Data Security

Ensuring Data Security & Privacy Protection

All data remains within the local authority systems, and is stored on the same DB instances as the existing CMS up until an agreed point where the API connection has been tested, and live data payloads start. No data is automatically sent, unless the local authority has agreed it. Oversight of the data within each record and each payload is accessible before sending.

During initial API testing within partner LAs, we provide options for a phased(1-5) test-payload-data to remove any pre-live data risk. In order to achieve this, we can also generate an anonymised and scrambled 'model' of a subset of the LA's relevant live (SSD)data, and use this 'template data' to further ensure the data flow is working, prior to sending any live data (final phase 5).
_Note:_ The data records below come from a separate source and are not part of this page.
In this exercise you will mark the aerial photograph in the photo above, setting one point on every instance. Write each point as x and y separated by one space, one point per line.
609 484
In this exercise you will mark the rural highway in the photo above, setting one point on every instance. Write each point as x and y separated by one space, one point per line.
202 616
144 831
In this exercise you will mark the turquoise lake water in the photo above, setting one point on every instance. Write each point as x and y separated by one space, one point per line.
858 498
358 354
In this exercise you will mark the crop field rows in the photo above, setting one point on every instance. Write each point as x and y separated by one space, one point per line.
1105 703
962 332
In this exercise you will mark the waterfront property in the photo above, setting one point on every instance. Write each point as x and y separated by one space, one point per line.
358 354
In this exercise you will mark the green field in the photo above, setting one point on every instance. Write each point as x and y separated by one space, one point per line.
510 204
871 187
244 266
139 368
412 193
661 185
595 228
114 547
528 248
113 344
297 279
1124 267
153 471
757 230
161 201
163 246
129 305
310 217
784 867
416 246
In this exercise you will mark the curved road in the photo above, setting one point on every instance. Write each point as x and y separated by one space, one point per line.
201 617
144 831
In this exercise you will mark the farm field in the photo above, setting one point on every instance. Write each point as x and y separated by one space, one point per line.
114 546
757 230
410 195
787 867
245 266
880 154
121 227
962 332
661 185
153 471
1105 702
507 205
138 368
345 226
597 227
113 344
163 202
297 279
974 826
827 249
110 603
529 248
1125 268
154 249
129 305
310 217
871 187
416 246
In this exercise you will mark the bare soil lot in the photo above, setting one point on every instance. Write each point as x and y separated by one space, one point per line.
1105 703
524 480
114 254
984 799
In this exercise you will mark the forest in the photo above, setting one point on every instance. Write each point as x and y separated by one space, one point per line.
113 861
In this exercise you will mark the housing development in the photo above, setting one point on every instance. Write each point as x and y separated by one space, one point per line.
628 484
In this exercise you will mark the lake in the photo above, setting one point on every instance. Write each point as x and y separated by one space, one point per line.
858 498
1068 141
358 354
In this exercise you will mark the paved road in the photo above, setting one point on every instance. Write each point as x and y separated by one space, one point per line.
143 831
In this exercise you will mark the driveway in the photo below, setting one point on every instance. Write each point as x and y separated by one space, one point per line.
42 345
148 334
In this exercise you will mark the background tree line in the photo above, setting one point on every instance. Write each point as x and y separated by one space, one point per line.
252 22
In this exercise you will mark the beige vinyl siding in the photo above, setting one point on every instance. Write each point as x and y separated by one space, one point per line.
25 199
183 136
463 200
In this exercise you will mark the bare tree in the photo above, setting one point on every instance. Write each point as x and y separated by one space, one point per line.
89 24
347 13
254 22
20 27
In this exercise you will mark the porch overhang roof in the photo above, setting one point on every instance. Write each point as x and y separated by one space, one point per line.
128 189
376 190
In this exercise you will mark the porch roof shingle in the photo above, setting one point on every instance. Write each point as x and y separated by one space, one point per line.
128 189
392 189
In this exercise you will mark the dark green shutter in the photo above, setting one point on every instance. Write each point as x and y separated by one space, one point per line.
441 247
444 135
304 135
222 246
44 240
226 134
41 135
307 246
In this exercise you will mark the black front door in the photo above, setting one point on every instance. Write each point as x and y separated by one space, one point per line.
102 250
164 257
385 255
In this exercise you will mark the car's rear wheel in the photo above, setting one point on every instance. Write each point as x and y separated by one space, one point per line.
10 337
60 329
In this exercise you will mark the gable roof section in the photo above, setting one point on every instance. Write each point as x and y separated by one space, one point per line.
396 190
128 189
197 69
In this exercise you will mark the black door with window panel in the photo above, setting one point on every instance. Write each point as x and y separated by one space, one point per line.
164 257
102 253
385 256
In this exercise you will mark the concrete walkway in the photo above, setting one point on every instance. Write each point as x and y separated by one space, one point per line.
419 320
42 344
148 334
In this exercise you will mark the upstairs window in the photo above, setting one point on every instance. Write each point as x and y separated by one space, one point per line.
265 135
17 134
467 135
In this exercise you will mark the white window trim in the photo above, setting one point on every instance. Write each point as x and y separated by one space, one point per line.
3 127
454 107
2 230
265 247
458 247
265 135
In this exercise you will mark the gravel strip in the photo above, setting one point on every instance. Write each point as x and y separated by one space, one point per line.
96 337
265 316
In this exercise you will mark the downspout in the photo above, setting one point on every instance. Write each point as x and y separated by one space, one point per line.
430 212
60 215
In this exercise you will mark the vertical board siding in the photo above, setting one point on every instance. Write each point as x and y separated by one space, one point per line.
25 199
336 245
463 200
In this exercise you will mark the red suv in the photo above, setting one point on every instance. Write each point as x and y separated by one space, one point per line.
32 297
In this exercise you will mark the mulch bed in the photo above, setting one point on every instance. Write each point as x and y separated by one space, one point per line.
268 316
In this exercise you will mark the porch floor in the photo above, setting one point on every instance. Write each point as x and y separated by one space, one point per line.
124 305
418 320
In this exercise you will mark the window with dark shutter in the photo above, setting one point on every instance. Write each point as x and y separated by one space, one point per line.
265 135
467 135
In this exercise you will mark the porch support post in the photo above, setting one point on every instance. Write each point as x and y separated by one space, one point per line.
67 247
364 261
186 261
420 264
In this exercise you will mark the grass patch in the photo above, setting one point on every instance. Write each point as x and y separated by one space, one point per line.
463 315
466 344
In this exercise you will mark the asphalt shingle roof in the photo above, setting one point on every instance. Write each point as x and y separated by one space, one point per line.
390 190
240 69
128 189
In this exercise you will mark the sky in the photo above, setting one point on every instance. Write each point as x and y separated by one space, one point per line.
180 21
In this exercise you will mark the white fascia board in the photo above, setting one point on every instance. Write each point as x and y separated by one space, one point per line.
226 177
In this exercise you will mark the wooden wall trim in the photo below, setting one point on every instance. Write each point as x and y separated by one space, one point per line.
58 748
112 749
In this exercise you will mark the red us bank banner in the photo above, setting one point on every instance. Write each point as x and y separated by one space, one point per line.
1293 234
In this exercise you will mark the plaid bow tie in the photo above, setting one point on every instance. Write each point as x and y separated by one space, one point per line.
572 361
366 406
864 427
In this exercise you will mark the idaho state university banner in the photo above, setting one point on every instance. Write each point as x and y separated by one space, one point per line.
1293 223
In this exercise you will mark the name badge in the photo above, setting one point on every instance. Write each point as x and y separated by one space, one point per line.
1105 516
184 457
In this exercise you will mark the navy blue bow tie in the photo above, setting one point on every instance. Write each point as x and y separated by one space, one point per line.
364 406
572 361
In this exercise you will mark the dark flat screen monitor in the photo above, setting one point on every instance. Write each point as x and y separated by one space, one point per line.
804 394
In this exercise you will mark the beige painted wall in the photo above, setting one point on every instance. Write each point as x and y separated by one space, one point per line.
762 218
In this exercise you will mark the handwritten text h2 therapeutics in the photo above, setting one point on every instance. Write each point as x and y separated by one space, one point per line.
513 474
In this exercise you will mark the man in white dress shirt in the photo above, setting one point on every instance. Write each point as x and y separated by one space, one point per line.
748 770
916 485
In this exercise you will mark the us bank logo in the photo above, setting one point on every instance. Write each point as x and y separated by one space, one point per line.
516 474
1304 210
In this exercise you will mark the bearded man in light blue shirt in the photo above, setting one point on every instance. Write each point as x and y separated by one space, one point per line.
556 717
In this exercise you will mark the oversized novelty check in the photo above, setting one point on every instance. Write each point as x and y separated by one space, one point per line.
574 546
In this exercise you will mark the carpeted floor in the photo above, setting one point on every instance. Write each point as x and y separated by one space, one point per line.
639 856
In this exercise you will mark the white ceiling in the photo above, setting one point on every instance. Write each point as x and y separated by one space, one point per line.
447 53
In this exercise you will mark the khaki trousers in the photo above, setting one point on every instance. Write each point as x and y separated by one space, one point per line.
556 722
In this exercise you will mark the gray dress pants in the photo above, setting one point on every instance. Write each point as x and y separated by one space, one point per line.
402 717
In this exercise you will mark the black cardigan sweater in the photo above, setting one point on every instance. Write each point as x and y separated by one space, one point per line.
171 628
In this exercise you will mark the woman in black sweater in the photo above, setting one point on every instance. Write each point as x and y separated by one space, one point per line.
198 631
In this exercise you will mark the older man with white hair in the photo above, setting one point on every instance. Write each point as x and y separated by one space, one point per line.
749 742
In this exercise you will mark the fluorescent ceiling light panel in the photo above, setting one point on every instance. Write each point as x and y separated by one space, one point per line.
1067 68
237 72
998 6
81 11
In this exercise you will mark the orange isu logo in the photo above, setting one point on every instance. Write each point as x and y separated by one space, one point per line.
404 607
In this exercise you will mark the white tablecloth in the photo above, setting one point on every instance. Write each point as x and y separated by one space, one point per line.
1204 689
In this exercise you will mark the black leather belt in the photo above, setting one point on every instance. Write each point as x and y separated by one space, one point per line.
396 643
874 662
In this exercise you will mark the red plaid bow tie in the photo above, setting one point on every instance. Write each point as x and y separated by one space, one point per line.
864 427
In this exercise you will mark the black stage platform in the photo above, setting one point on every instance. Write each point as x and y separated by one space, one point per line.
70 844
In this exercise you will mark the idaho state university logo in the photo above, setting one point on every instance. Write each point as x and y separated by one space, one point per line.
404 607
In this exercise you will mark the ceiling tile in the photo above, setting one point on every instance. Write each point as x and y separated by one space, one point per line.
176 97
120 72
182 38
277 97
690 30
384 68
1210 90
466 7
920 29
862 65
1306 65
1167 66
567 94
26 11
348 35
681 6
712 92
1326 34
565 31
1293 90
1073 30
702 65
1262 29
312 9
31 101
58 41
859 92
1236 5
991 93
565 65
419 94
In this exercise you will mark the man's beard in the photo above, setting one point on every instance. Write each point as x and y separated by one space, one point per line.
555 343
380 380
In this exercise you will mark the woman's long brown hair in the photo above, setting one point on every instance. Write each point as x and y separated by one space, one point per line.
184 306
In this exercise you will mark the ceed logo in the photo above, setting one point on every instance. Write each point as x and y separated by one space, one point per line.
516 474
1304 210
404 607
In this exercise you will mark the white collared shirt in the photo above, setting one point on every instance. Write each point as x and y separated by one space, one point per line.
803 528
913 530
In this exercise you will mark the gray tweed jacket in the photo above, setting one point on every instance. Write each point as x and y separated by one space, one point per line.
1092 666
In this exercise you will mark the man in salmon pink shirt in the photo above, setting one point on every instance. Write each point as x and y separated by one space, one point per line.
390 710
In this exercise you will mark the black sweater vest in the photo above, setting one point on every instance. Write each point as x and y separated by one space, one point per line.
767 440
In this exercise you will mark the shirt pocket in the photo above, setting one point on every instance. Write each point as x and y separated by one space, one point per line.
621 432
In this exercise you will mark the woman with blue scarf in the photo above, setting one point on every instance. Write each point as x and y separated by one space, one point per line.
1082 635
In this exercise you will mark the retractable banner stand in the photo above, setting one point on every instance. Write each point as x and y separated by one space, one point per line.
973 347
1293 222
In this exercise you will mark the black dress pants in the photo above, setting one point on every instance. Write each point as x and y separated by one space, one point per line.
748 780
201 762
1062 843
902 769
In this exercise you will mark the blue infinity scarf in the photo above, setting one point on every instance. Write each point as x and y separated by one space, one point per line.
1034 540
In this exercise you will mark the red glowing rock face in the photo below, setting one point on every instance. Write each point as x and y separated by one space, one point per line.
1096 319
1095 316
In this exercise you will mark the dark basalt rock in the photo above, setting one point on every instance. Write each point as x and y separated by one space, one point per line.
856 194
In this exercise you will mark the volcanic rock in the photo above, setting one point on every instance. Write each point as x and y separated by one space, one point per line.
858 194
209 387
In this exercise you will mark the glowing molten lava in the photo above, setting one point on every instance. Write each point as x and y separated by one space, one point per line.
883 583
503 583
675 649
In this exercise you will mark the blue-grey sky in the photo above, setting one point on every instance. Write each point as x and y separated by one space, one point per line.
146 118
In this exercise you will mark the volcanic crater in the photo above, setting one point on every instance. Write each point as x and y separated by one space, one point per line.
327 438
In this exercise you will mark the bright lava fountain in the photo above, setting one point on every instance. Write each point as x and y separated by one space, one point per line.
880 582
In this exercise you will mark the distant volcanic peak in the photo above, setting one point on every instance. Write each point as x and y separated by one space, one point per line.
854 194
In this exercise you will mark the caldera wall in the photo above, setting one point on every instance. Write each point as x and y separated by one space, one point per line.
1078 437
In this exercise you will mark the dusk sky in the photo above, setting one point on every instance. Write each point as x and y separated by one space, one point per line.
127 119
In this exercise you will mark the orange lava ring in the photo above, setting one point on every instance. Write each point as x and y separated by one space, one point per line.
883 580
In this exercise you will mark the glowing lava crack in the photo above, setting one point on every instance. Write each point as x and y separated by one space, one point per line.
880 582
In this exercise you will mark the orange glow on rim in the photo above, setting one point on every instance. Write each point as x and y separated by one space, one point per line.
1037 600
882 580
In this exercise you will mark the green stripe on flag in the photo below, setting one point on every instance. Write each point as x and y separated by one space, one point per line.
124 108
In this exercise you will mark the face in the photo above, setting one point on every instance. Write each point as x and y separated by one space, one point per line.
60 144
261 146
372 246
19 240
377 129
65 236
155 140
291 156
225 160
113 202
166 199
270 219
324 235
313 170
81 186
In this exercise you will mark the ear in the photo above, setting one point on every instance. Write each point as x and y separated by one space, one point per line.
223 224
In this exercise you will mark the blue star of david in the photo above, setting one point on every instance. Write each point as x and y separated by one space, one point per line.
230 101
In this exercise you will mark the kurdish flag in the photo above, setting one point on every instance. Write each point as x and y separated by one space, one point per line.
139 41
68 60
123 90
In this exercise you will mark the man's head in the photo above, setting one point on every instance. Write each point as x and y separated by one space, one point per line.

Towards the later test phases(3|4), a rigorous scrambling processes can be employed to create this false|scrambled dataset. In essence the process 'models' the structure of the LA's data, but bears no resemblence to the actual data. This ensures that any re-identification of individuals is computationally infeasible during such payload tests between LA and DfE endpoint/internal review. This enables developers at either end of the process to have visibilty only of trashed|template records where no aspect of the data elements reflects live records. Our approach aligns with best practices in data security, cryptography, and privacy protection. To assist in understanding what the anonymisation process entails, the following details aim to break down the key aspects of it to ensure transparency.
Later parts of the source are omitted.